- Born: Mia Fonssagrives 1941 (age 84–85) New York City, U.S.
- Education: Parsons School of Design
- Occupations: Sculptor, fashion designer
- Spouses: Louis Féraud ​ ​(m. 1967; div. 1970)​; Sheldon Solow ​ ​(m. 1972; died 2020)​;
- Children: 2, including Stefan Soloviev
- Parents: Fernand Fonssagrives (father); Lisa Fonssagrives (mother);

= Mia Fonssagrives-Solow =

American sculptor

Mia Fonssagrives-Solow ( Fonssagrives; born 1941), is an American sculptor and fashion designer. In the 1960s, she was a fashion- and costume designer based in Paris.

== Early life ==
Fonssagrives was born in 1941, the daughter of French photographer Fernand Fonssagrives (né Vigoreux or Fonssagrives-Vigoreux) and Swedish supermodel Lisa Fonssagrives (née Lisa Birgitta Bernstone). Her paternal uncle is famed artist Jean Vigoreux.

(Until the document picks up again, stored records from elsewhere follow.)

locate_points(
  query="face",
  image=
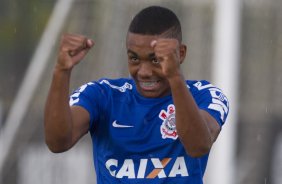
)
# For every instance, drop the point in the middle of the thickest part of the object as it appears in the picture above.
(144, 68)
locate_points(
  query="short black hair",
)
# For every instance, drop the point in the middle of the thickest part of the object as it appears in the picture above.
(155, 20)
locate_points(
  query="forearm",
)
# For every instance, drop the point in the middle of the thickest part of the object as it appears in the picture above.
(191, 126)
(57, 119)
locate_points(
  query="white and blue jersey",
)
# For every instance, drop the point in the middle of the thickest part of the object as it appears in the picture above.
(135, 139)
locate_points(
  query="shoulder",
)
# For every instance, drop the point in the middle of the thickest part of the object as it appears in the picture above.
(120, 84)
(199, 84)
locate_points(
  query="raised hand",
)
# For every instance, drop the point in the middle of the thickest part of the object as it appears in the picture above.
(72, 50)
(167, 52)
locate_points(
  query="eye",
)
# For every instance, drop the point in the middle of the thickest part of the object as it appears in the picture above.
(134, 59)
(155, 61)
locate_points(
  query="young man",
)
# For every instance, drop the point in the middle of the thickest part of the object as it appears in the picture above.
(152, 128)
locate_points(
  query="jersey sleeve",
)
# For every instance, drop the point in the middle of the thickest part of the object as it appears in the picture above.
(212, 100)
(88, 96)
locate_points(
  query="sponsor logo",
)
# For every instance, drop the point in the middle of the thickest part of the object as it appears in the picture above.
(168, 127)
(116, 125)
(120, 88)
(219, 101)
(127, 168)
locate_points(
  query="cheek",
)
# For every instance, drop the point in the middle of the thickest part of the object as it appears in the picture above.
(132, 70)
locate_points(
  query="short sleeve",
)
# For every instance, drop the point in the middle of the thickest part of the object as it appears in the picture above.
(211, 99)
(89, 97)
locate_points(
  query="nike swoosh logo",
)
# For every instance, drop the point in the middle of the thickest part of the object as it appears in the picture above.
(121, 126)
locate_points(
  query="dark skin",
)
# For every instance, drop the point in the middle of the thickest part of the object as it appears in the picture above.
(154, 64)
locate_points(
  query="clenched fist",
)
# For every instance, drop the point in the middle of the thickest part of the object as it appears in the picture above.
(169, 54)
(72, 50)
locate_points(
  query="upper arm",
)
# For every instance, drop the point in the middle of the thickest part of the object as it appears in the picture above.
(212, 125)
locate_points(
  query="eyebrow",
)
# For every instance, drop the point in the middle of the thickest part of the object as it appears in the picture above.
(150, 55)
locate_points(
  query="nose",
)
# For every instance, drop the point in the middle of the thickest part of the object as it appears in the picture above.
(145, 70)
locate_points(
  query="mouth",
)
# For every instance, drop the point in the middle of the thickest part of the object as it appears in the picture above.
(149, 85)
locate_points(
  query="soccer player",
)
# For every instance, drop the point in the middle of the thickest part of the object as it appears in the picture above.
(154, 127)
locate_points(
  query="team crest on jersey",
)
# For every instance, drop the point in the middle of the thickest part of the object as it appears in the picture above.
(168, 127)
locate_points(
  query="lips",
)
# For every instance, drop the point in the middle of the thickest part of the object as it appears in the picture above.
(149, 85)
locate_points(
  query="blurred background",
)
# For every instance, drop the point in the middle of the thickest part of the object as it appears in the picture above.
(235, 44)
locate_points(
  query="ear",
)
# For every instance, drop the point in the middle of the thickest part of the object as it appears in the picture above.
(182, 50)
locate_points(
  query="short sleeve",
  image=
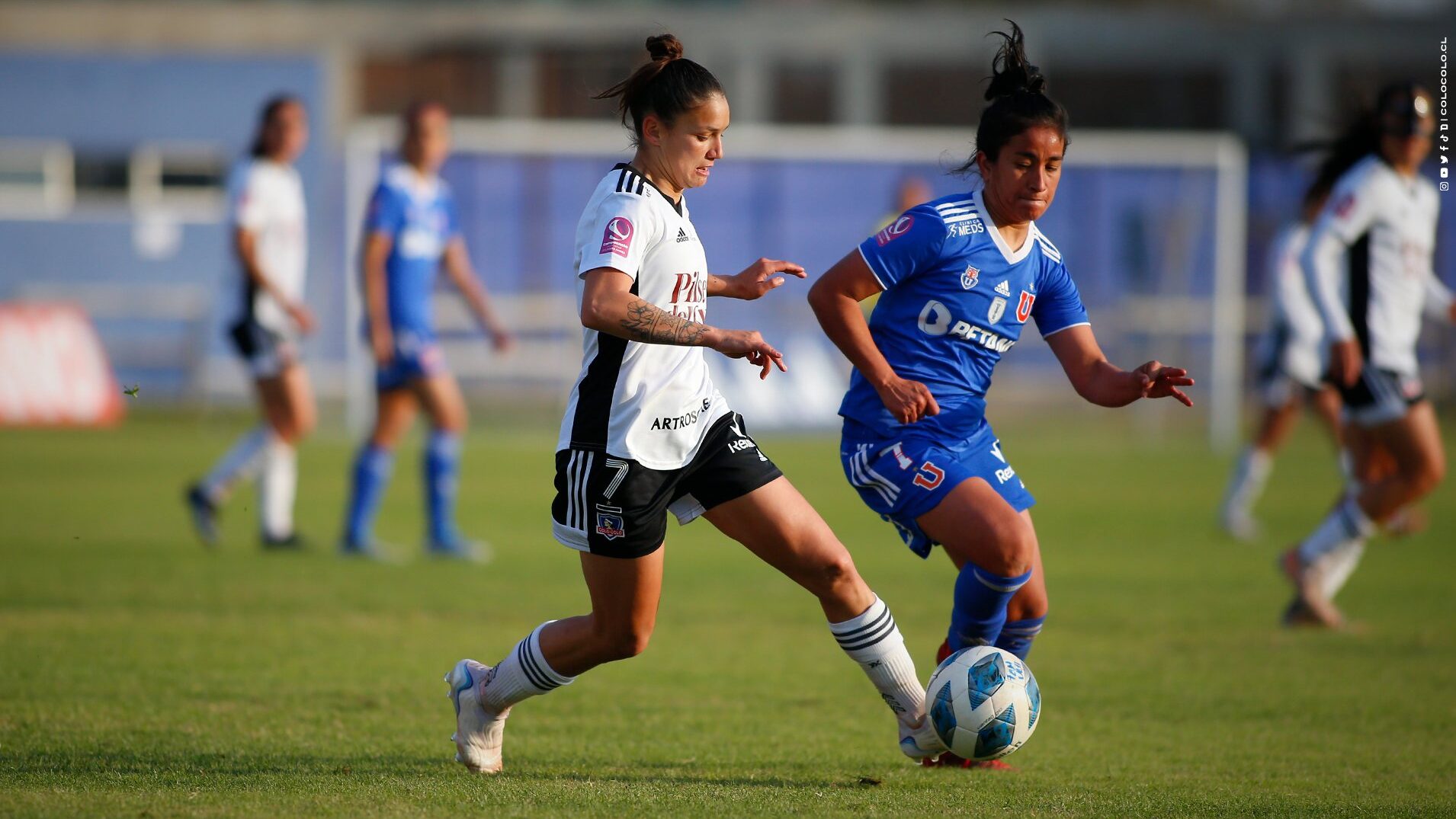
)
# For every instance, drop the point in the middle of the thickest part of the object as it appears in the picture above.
(248, 198)
(452, 217)
(1059, 305)
(624, 230)
(1352, 207)
(906, 246)
(386, 211)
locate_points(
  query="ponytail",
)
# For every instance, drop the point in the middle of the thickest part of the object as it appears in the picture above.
(664, 86)
(1018, 99)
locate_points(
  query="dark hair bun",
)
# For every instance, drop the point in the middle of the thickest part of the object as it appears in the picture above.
(664, 47)
(1011, 72)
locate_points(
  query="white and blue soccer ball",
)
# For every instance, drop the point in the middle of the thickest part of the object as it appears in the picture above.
(983, 703)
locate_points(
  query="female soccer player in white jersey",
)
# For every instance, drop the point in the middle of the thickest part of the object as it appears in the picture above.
(1291, 370)
(412, 230)
(270, 241)
(1371, 267)
(957, 280)
(646, 433)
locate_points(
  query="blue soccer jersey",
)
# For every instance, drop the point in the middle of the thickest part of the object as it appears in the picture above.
(420, 217)
(955, 299)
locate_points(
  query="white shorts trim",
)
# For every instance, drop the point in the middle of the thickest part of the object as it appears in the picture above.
(569, 537)
(686, 510)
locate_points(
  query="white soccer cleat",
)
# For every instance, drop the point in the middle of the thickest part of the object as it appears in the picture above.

Fonssagrives-Solow grew up between Huntington and Manhattan in New York, where she studied at the private Dalton School, and later at an all-girls boarding school. At eight years old, after her parents divorced, she moved in with her mother and Irving Penn. As a teenager, Fonssagrives began to make clothes which her mother would sell to her friends. After finishing school, Fonssagrives was accepted into Parsons School of Design on a part-time scholarship.

== Career ==
In 1962, Fonssagrives met fashion designer Vicky Tiel at Parsons, and the two quickly became friends and business partners. They moved to Paris in 1964 and met designer Louis Féraud. In Féraud's couture show in July 1964, the Mia-Vicky mini dress was introduced, and after seeing the Mia-Vicky minis at the Féraud show, the International Herald Tribune writer, Eugenia Sheppard, wrote an article headlined, "Anyone in Fashion Over 25 Might as Well Be Dead". Life magazine wrote a five-page story on the young designers titled, "Two American Girls Show Paris," and in December 1964, Johnny Carson invited Tiel and Fonssagrives in their mini dresses on his Tonight Show. Fonssagrives and Féraud became engaged in 1967 and were married that same year.

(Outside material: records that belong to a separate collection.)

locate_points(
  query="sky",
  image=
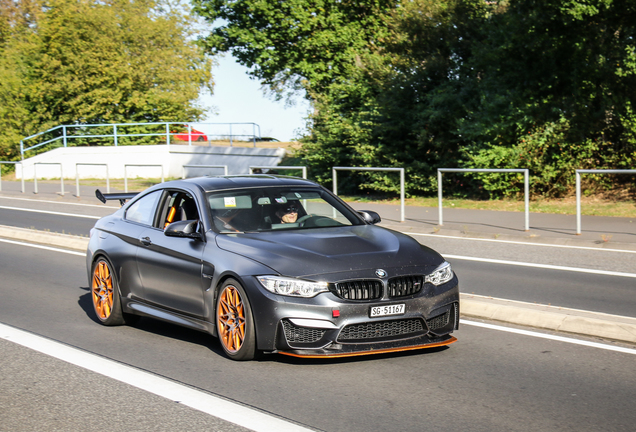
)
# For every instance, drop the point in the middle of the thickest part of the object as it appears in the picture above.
(239, 99)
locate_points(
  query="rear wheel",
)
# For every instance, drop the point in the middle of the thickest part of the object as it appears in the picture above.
(105, 294)
(234, 322)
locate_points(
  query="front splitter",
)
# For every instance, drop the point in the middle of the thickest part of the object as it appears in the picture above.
(324, 353)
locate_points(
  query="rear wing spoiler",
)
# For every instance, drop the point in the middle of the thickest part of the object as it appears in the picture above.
(122, 197)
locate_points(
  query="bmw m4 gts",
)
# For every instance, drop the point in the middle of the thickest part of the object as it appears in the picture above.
(269, 264)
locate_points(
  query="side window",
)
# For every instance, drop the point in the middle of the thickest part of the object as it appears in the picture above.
(143, 210)
(178, 206)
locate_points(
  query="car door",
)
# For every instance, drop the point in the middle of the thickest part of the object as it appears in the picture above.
(170, 267)
(123, 241)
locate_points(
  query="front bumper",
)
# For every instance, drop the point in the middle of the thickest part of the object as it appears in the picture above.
(327, 326)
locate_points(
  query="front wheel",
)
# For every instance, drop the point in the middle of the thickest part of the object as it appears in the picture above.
(234, 321)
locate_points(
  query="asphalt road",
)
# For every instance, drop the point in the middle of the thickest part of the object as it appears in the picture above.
(488, 380)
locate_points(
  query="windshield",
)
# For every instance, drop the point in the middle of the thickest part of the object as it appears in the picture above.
(268, 209)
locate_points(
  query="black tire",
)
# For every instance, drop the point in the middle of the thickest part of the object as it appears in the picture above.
(234, 322)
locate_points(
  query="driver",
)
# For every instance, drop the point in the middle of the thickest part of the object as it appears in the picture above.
(288, 213)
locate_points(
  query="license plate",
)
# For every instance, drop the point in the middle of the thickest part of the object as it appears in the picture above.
(387, 310)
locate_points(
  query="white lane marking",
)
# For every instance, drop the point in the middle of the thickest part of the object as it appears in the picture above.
(50, 212)
(59, 202)
(521, 243)
(549, 336)
(542, 266)
(49, 248)
(196, 399)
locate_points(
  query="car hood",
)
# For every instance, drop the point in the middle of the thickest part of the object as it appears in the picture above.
(355, 249)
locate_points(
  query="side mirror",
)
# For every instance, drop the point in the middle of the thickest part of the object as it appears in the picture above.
(187, 229)
(370, 217)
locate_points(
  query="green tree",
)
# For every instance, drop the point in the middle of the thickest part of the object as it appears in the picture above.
(86, 61)
(295, 44)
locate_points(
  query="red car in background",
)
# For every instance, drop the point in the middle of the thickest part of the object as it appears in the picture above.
(194, 135)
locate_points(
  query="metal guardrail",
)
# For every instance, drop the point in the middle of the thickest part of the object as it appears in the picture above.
(526, 183)
(139, 165)
(299, 167)
(12, 163)
(35, 177)
(90, 164)
(116, 133)
(224, 167)
(400, 170)
(578, 189)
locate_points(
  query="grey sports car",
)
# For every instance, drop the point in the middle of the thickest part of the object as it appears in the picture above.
(269, 264)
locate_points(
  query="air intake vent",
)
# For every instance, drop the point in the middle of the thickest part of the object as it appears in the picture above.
(359, 290)
(295, 334)
(378, 330)
(405, 286)
(439, 321)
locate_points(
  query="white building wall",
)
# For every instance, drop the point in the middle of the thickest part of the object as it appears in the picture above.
(169, 158)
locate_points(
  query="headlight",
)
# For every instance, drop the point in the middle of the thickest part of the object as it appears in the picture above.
(292, 287)
(441, 275)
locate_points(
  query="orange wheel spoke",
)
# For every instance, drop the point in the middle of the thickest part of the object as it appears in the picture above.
(102, 290)
(231, 319)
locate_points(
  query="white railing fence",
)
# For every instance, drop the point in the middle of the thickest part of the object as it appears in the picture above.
(526, 183)
(400, 170)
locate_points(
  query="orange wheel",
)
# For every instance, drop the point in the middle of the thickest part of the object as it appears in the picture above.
(234, 322)
(105, 294)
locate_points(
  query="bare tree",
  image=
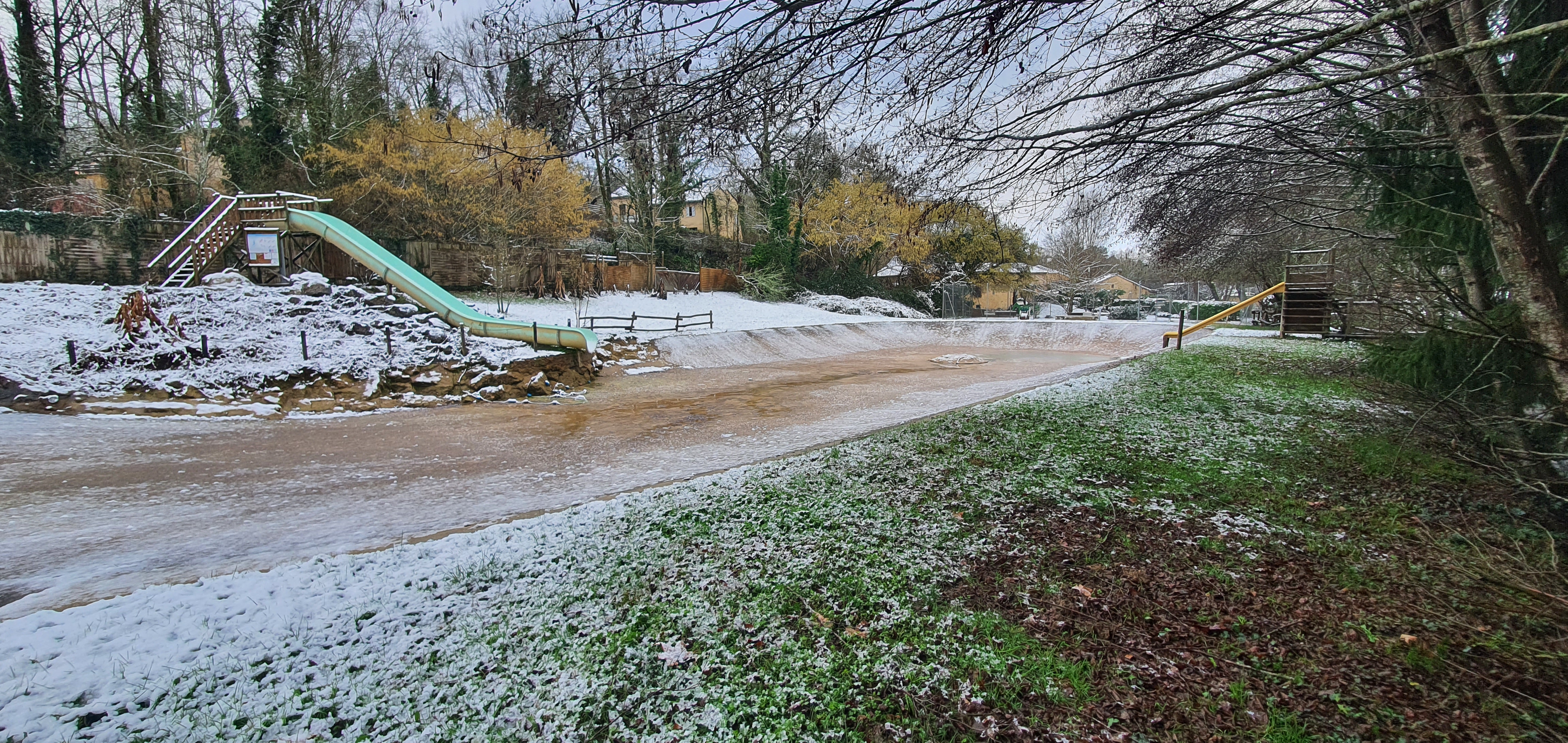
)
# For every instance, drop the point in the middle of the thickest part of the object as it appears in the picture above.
(1078, 250)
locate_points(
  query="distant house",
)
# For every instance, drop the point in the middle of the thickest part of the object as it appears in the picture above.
(1004, 297)
(1130, 289)
(717, 214)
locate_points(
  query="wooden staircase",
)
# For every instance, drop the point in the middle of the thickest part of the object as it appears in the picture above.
(1308, 297)
(208, 237)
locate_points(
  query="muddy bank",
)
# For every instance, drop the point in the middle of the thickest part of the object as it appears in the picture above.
(266, 352)
(827, 341)
(426, 386)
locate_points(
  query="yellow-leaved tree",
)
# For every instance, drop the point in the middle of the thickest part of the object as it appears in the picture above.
(971, 241)
(863, 223)
(444, 178)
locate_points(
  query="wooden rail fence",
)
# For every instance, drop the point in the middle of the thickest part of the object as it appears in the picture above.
(681, 322)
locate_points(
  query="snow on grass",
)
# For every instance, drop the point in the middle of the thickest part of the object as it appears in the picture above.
(785, 601)
(253, 330)
(731, 311)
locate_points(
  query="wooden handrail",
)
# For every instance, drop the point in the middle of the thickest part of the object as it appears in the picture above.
(1277, 289)
(189, 228)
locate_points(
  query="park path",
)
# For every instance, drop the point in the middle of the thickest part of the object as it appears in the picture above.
(95, 507)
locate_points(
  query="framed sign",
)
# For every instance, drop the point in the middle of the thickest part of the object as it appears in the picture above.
(261, 248)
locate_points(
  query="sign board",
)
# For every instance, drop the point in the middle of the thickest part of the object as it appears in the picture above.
(261, 248)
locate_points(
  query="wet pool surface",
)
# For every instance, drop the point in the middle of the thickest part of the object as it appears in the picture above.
(95, 507)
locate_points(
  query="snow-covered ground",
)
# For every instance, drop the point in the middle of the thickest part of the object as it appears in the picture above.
(673, 612)
(253, 333)
(731, 311)
(255, 339)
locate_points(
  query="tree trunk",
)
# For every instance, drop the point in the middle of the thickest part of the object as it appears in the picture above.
(1525, 258)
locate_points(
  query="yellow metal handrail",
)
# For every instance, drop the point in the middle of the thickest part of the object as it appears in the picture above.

Fonssagrives and Tiel were hired as costume designers for a Woody Allen film, What's New Pussycat?, shot in Paris. While shooting at the studio, the pair met Elizabeth Taylor, and in 1968, after four years of dressing her, Taylor became a partner in the Mia-Vicky couture house. In May 1968, the Mia-Vicky shop opened on 21 Rue Bonaparte Paris, and the boutique was in business until 2011. As costume designers, Fonssagrives and Tiel introduced a satin wrap dress in 1967 for the movie Candy worn by actress Ewa Aulin.

In 1970, Fonssagrives divorced Féraud and left Paris, and Tiel renamed their label and boutique "Vicky Tiel." Fonssagrives returned to the United States to study woodworking in California. In 1972 she married New York real estate developer Sheldon Solow and the couple had two sons, Stefan and Nikolai. The family's Solow Art and Architecture Foundation exhibits a small part of the art collection to the public at its building at 9 West 57th Street in Manhattan.

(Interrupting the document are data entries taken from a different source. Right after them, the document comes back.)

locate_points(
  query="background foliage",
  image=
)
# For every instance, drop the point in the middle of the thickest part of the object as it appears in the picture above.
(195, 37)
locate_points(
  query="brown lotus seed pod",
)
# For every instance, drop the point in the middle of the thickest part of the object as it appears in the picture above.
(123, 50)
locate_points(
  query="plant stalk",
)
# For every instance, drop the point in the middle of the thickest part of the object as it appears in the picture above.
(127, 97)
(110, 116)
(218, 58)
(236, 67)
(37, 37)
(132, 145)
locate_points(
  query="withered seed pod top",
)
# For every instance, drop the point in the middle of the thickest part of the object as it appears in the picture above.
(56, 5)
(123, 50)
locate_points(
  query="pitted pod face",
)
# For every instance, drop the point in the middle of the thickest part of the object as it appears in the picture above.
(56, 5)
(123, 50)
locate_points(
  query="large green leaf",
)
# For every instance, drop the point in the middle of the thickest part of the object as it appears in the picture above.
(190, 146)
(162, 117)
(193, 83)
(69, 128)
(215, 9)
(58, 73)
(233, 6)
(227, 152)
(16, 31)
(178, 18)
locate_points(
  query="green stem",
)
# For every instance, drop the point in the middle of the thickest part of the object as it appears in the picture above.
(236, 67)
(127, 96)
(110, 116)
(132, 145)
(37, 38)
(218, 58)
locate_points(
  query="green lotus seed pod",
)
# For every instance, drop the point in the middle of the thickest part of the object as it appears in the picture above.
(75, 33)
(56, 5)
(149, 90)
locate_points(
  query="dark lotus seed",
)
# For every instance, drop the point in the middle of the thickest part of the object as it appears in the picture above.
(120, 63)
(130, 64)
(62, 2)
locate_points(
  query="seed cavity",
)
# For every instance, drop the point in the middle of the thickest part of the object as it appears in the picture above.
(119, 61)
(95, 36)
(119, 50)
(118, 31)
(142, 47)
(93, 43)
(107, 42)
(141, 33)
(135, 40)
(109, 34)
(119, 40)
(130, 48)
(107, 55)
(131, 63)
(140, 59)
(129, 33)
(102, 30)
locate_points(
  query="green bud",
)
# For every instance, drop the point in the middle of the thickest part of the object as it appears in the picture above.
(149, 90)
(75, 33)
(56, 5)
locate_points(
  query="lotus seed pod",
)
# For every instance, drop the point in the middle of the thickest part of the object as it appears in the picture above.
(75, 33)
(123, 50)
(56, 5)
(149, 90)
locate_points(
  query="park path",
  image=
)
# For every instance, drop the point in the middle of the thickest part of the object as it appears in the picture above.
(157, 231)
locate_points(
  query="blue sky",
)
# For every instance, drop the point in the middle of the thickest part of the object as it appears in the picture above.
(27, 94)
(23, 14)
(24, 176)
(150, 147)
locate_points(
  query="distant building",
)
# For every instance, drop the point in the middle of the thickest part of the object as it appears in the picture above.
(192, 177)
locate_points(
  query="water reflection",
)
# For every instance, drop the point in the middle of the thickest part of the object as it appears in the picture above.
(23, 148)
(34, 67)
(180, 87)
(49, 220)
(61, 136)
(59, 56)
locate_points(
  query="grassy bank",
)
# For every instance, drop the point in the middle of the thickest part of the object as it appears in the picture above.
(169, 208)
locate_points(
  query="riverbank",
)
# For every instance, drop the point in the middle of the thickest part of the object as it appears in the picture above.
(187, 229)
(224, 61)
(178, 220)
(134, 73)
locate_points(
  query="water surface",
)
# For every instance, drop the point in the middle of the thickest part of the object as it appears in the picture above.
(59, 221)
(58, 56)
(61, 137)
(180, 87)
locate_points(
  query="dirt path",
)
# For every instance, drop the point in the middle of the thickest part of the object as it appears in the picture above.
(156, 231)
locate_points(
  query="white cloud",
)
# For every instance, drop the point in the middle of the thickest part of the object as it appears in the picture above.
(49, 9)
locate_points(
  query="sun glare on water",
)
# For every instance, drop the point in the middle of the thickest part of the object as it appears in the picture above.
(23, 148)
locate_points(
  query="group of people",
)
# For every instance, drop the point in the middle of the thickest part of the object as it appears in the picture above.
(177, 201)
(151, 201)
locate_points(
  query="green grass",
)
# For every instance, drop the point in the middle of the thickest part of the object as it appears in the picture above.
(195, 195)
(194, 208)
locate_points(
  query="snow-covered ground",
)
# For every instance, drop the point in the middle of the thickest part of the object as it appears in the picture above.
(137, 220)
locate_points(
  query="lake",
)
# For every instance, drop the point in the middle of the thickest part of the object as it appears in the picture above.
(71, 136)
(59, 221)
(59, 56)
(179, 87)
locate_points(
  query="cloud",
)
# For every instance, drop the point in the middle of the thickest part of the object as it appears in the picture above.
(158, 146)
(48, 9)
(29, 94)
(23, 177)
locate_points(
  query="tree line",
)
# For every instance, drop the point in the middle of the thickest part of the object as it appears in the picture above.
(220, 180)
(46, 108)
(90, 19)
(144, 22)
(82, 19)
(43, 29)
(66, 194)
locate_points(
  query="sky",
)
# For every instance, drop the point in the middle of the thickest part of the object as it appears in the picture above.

Fonssagrives-Solow continues to work and exhibit as a sculptor and jewellery designer in New York.

== Personal life ==
Fonssagrives married New York real estate developer Sheldon Solow in 1972, and the couple went on to have two sons, Stefan Soloviev and Nikolai Solow. The family has amassed a fortune of several billion dollars through its real estate portfolio and art collection.